7.  UNEMPLOYMENT.  It’s time for me to get a job.  Seriously.  This is the longest I’ve been without work since before I could work legally.  The break is over.  It’s been real, but I’m beginning to feel completely useless.  I’d make a terrible kept woman.

8.  FEELING GUILTY ABOUT THE FACT THAT I DON’T WANT CHILDREN.  This is an open note to those of you on the Stepford Mommy Track:  My vagina is not a clown car.  Not wanting kids does not make me a bad person.  Not having kids does not make my husband and I LESS of a family.  You may take your condescending, side-long glances and your “What’s Wrong With You, Don’t You Know That Your Life Isn’t Complete Without Babies” thought processes and shove them back into your uteruses where they belong.  I don’t want your Kool-Aid, thank you very much for offering.

9.  HAVING A BLACK THUMB.  I love plants.  Seriously.  Every space is better if it has a plant in it.  Unfortunately, if I even look at a plant sideways, it withers and dies.  I’m not lying.  You’re thinking about it now aren’t you?  I can hear it as sure as I’m sitting here.  You’re saying:  ”Well, you just never had a (insert the name of a plant that CAN’T die here)”.  I have.  And I’ve killed them.  I’d like to learn how not to do so.

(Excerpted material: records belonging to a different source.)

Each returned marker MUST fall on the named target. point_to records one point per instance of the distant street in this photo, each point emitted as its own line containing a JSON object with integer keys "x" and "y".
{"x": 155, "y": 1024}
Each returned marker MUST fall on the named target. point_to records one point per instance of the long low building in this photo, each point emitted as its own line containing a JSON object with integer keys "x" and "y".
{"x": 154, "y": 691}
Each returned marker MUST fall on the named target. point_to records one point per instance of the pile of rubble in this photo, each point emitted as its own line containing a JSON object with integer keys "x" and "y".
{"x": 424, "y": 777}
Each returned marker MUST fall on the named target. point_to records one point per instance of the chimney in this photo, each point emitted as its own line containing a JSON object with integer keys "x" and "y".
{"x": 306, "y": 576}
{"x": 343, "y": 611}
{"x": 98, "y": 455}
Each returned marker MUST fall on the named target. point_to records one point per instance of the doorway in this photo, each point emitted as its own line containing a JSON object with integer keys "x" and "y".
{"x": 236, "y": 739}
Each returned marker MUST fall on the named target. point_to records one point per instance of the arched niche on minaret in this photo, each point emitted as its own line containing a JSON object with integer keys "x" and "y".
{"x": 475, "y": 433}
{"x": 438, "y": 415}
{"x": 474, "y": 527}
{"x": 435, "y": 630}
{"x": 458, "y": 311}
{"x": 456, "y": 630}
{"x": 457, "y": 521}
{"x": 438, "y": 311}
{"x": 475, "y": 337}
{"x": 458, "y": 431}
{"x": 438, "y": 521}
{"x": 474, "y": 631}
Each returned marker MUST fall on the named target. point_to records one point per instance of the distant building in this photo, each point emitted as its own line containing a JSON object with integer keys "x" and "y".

10.  BAD ITALIAN FOOD.  I live in Washington State.  I don’t know how it’s possible, but apparently, the Italians never made it this far west.  You can’t find a good pizza, and when you ask for an Italian Mix at the deli, they look at you like you’ve asked for shit on a cracker.  I’m on a mission to find a good piccata, a halfway decent Diavolo and a passable almond cookie.  My kingdom for a cannoli!

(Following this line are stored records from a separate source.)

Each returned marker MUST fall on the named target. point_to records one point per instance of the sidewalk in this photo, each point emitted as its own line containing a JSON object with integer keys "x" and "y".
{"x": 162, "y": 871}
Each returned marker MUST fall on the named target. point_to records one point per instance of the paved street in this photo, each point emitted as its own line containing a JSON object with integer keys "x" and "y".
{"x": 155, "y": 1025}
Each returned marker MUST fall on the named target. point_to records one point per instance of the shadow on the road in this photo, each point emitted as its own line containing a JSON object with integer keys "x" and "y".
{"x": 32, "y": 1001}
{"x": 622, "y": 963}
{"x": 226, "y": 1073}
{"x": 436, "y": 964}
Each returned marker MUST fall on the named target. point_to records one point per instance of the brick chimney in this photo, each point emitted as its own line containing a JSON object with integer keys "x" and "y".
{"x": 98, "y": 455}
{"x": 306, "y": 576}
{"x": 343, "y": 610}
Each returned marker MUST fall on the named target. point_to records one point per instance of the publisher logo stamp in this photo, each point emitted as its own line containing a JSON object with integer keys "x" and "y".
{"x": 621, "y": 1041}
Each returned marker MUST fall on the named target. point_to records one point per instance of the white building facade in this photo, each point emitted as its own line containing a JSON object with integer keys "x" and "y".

11.  CRAPPING OUT AT THE LAST SECOND.  I’m doing it here, and I do it all the time in regular life.  I get excited about a project and then don’t finish it.  I shall, in 2011, finish what I start.

I can’t say how these things will change my life, other than they’ll make it considerably less annoying.  I’ve always known that I’d make an excellent, cranky old lady, but 31 is too early to start down that road.  I’m struggling toward a more zen me.  These things are just road blocks.